What is necessary to dismantle the myth of the White Savior Industrial Complex is the employment of counter-narratives to combat naturalized digital whiteness.
I developed a literature review in December 2012 around the “White Savior Industrial Complex” as part of my graduate class at USF: “Race, Culture and Ethnicity”. Following are portions of my paper in a series.
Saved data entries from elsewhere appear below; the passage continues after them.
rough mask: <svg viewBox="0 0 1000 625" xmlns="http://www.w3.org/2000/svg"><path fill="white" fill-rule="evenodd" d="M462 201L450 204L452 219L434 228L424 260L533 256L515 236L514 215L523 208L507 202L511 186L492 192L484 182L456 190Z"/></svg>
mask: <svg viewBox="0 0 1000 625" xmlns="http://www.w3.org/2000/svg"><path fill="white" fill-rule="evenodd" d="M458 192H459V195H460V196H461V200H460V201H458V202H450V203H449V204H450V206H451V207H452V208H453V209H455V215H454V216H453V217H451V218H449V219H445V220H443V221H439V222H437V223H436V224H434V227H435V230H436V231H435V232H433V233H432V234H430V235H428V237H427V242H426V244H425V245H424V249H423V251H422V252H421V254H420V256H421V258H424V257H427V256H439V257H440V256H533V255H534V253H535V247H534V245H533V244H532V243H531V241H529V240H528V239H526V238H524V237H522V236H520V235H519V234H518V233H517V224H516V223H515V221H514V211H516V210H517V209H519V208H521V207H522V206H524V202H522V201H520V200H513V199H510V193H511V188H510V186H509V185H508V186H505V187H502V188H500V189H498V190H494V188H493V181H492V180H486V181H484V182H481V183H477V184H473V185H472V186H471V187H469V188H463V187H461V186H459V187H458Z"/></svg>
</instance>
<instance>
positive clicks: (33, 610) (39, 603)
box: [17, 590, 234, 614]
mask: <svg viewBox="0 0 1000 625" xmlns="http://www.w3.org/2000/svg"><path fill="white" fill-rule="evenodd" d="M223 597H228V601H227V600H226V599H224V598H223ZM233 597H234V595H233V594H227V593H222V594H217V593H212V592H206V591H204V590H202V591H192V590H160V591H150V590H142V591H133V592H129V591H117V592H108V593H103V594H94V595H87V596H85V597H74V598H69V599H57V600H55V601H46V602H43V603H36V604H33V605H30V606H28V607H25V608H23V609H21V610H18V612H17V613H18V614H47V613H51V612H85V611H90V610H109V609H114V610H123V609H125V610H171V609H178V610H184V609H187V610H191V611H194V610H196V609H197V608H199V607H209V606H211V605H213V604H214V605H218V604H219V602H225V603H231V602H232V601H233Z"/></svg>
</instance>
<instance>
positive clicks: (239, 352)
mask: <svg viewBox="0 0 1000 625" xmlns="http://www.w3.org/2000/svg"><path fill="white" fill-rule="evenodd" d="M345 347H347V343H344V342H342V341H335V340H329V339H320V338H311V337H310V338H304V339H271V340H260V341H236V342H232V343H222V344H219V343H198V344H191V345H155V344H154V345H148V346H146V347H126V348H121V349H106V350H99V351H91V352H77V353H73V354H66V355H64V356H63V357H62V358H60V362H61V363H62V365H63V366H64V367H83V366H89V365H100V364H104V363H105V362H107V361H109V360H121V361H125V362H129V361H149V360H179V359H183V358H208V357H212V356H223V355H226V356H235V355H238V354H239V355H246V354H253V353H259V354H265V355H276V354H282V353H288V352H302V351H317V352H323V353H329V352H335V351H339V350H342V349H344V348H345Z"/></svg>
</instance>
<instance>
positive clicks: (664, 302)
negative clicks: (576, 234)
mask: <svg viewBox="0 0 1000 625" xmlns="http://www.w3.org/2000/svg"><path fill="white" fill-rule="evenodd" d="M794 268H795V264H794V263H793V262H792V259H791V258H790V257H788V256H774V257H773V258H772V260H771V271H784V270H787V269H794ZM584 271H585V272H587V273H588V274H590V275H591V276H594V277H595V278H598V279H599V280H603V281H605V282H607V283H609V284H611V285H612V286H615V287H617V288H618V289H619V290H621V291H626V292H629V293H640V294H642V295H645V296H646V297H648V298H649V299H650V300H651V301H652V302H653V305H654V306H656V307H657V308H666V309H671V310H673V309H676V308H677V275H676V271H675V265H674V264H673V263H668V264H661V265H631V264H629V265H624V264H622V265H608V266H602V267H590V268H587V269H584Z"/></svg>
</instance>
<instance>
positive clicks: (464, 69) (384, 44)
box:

This literature review focuses on how Western media aids in sustaining a phenomenon called the “White Savior Industrial Complex” (Cole, 2012). This concept, coined by the author and poet Teju Cole, posits that Western media contorts and oversimplifies developing or “Third World” countries’ problems; through Western media outlets (books and journalism), aid concerts, charity galas, and social media campaigns, the West continues to propagate the White colonial theoretical frame that poor countries, as objects, need the West to “save” them and right the wrongs that they cannot do themselves. Globalization and the rise of social media has shaped the contours of this narrative with greater impact (and ease) – stories of “the other” are now circulated at warp speed across social networks, purporting “the other” as objects and not subjects, while leaving the hard work (and pleasure derived from it) to the West. In many ways, international development discourse and policies mirror colonialist practices of the West; moreover, due to the way media is employed, it also validates and supports white privilege.